Having these goals in mind will help keep your company focused as users get acclimated and new processes are incorporated, becoming the new “business as usual.” By pinpointing processes you’d like to advance, reports and assessments you’d like to improve, and overarching business insights you’d like to more consistently tap, you’ll be able to paint a rich picture of how an ERP system will improve the work lives of many stakeholders across the company – from junior analyst to CEO – creating buy-in and a roadmap for success in the long run.

As your company grows, it’ll be poised to better scale with end-to-end digitization already at the heart of your operations. Not only will a move to the cloud add functionality at your fingertips, it’ll lower costs to free up budgets for entirely new  and innovative  purposes, making better use of your company’s assets across the board.

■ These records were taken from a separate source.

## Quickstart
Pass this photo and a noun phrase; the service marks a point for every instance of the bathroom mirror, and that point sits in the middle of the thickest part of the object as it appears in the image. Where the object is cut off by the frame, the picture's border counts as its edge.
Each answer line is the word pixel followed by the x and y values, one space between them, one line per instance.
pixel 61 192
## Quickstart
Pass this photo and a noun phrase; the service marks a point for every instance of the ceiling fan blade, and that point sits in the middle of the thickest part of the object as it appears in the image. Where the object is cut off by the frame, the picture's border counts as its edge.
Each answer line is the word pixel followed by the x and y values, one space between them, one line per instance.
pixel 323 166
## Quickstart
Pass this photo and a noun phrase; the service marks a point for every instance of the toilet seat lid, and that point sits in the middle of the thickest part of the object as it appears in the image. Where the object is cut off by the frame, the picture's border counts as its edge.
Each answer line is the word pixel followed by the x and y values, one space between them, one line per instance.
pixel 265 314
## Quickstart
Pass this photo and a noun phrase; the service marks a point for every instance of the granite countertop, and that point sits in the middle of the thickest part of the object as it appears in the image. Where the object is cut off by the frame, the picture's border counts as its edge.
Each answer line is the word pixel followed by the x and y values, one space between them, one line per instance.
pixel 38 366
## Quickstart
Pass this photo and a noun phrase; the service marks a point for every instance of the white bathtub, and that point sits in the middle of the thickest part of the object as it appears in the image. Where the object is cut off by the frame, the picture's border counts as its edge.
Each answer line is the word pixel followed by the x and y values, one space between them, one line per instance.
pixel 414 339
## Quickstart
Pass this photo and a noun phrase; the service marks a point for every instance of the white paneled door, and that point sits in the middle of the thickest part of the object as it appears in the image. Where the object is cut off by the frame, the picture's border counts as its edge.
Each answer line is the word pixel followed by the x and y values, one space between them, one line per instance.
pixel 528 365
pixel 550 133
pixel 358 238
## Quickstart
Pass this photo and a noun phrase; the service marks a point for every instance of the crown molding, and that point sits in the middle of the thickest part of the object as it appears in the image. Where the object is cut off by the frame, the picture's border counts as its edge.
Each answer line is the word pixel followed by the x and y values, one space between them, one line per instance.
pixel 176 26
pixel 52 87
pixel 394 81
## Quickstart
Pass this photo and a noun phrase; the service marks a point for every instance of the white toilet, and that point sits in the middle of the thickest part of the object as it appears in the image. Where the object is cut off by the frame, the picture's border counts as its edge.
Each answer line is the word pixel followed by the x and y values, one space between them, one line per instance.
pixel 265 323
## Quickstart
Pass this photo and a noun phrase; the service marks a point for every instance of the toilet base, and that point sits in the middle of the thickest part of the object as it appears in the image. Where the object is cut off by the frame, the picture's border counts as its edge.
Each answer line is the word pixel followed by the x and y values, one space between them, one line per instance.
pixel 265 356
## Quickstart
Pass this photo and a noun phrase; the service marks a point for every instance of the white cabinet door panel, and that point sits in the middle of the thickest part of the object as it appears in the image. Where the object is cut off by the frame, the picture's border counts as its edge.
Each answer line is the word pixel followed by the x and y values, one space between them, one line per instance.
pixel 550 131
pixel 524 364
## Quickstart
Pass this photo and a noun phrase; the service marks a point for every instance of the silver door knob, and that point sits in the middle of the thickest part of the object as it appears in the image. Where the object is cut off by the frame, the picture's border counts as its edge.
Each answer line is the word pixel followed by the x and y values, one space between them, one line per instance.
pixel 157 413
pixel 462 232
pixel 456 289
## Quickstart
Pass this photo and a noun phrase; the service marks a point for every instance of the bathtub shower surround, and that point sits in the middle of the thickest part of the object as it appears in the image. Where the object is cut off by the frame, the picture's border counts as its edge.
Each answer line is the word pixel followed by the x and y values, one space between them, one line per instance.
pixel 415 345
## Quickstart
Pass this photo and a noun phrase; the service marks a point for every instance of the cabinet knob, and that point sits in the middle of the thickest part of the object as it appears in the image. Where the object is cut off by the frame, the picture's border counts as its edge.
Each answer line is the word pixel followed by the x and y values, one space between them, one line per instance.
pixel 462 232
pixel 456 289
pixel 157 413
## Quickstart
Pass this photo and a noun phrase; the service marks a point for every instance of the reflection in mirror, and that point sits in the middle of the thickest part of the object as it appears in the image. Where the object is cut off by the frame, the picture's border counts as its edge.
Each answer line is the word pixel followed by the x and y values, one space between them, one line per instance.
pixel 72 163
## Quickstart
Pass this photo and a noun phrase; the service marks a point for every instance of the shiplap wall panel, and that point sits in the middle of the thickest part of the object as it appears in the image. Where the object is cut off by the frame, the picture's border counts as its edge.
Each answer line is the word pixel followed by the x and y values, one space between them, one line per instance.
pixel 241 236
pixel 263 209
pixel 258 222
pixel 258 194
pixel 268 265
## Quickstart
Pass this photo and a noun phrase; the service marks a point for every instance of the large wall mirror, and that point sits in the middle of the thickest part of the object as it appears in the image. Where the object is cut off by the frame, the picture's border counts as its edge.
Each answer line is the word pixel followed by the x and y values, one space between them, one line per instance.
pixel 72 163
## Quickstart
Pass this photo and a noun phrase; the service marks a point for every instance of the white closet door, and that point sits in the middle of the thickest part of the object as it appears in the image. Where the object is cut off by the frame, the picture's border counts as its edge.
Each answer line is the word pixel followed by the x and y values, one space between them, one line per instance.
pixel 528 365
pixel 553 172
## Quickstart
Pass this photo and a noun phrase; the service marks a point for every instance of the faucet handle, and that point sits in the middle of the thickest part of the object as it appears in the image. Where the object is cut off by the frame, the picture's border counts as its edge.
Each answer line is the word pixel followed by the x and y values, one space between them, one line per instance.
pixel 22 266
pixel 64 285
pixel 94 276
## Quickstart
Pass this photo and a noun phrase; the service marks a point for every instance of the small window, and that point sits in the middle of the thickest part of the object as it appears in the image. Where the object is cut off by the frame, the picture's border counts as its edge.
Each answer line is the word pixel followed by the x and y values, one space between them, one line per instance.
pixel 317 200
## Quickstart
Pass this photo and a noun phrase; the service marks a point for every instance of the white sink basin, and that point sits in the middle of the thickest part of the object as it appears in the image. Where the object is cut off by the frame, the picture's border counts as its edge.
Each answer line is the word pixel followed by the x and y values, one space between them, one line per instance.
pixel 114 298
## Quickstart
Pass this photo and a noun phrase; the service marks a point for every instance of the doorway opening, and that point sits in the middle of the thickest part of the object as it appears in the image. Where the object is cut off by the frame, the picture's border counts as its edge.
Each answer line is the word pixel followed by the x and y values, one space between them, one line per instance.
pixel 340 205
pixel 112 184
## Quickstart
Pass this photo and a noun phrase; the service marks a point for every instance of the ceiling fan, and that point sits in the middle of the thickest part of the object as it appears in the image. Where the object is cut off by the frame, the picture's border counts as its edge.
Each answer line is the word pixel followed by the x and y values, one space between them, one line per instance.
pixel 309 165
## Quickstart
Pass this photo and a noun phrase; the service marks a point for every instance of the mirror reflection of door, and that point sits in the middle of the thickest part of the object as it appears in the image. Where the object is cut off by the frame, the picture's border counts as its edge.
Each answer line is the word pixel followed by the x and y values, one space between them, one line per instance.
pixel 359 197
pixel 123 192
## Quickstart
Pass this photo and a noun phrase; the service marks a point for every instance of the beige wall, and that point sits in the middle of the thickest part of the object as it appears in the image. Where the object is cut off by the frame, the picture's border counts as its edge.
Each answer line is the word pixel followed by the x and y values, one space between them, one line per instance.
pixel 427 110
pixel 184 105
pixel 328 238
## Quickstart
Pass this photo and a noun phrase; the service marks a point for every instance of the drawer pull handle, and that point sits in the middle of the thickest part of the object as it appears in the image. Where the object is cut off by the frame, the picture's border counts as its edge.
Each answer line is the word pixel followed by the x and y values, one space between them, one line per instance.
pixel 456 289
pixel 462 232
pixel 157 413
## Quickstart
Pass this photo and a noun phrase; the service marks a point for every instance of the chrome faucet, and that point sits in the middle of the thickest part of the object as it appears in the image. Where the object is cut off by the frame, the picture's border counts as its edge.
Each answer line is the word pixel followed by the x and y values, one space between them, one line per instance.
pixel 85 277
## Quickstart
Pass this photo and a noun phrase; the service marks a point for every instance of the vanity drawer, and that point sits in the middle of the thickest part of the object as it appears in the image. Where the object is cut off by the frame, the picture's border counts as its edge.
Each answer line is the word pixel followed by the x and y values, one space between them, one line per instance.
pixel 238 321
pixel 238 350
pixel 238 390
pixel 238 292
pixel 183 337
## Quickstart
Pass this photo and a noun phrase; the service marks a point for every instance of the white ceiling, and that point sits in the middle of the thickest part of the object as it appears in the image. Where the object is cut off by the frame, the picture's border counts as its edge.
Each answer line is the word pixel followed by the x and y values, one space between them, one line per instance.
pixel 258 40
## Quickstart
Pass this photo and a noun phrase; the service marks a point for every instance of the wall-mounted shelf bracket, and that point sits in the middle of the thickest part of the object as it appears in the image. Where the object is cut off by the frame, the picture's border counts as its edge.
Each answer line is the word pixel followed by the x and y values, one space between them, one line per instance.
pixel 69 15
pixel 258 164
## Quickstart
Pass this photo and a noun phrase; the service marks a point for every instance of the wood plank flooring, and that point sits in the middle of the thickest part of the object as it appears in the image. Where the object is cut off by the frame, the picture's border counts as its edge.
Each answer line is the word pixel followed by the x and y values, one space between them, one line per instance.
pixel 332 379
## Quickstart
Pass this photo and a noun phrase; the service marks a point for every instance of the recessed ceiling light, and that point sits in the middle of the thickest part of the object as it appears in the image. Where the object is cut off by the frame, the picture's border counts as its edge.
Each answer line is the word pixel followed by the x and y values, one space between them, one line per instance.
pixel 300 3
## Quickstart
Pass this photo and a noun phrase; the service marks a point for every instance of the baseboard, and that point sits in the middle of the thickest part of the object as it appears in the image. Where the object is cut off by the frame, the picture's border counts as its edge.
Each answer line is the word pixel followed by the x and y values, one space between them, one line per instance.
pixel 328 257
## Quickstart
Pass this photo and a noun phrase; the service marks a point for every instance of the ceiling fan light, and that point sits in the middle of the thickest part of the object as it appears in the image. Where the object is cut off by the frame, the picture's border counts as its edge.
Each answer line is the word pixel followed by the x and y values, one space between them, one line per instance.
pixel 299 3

Mission (Nearly) Accomplished

An investment today in your communications needs of the future is a positive one, as long as you’re smart about your options now and the level of flexibility needed to make adjustments later. Having trusted advisors on hand to help you manage your IT infrastructure and ERP software helps alleviate the concern that you’ll be blindsided by developments that will alter your current system because change is inevitable, it should be welcomed. With the right team and expertise at the helm, change can be embraced rather than feared.

With these tips in mind, consider yourself one step closer to reaching  and exceeding  your operational goals, all while establishing consensus and creating stakeholder buy-in during the implementation and once on board: mission accomplished.